Further, according to one embodiment of the present invention, the power controller further includes a reference voltage generator, a current controller, a time controller, a peak current detector, a zero-crossing detector, and an impedance identifier. The signal identification component also includes a direct-current signal identifier and a power frequency signal identifier. Thus, the power controller can execute either a utility power mode or a direct-current power mode through the above components. Consequently, the power controller can be compatible with ballasts, utility power, and direct-current power sources (e.g., adapters, batteries) without requiring additional detection circuits, thereby achieving high compatibility. Moreover, the complexity of the driver circuit is reduced, enabling the power controller to achieve miniaturization and lower manufacturing costs.

Moreover, according to one embodiment of the present invention, the switch element of the power controller may also be an external switch element.
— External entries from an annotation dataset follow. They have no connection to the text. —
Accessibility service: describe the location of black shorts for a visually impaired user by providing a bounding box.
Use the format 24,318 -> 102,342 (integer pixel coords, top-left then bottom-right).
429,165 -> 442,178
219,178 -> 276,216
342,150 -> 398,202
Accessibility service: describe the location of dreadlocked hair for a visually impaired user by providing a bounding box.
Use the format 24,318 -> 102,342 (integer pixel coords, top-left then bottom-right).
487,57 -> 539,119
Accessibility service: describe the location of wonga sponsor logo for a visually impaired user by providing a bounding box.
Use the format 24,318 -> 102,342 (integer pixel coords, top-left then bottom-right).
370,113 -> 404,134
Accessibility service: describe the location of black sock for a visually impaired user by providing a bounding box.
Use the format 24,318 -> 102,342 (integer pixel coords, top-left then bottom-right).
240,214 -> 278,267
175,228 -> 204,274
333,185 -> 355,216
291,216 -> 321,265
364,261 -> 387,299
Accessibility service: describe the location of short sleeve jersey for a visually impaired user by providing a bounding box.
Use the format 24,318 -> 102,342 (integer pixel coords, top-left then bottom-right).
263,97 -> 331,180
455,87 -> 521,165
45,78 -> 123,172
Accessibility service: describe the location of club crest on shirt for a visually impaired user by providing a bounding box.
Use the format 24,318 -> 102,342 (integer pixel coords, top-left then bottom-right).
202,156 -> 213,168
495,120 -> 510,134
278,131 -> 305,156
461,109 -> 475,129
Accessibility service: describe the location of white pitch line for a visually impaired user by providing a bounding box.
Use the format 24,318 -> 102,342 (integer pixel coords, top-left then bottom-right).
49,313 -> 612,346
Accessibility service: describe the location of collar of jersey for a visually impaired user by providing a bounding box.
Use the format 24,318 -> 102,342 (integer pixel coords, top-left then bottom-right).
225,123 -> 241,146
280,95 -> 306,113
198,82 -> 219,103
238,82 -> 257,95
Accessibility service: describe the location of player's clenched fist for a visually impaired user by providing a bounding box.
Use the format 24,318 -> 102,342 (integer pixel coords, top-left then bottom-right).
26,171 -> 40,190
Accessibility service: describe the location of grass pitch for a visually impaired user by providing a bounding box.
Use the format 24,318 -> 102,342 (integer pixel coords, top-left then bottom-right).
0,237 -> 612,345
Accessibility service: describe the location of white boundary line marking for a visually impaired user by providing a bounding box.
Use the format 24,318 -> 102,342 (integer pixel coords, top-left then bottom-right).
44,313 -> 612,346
The power controller can include a port through which the switch driver connects to the external switch element. Thus, the power controller can be configured with either an integrated switch element or an external switch element, depending on practical requirements, such that the power controller can conform to the requirements of different applications.

Furthermore, according to one embodiment of the present invention, the power controller can achieve the desired functionality through a simple circuit design and operational mechanism. As a result, it not only reduces manufacturing costs but also achieves the intended performance. This significantly enhances the practicality of the power controller, making it more versatile in application and more flexible in use.

It will be apparent to those skilled in the art that various modifications and variations can be made to the disclosed embodiments. It is intended that the specification and examples be considered as exemplary only, with a true scope of the present invention being indicated by the following claims and their equivalents.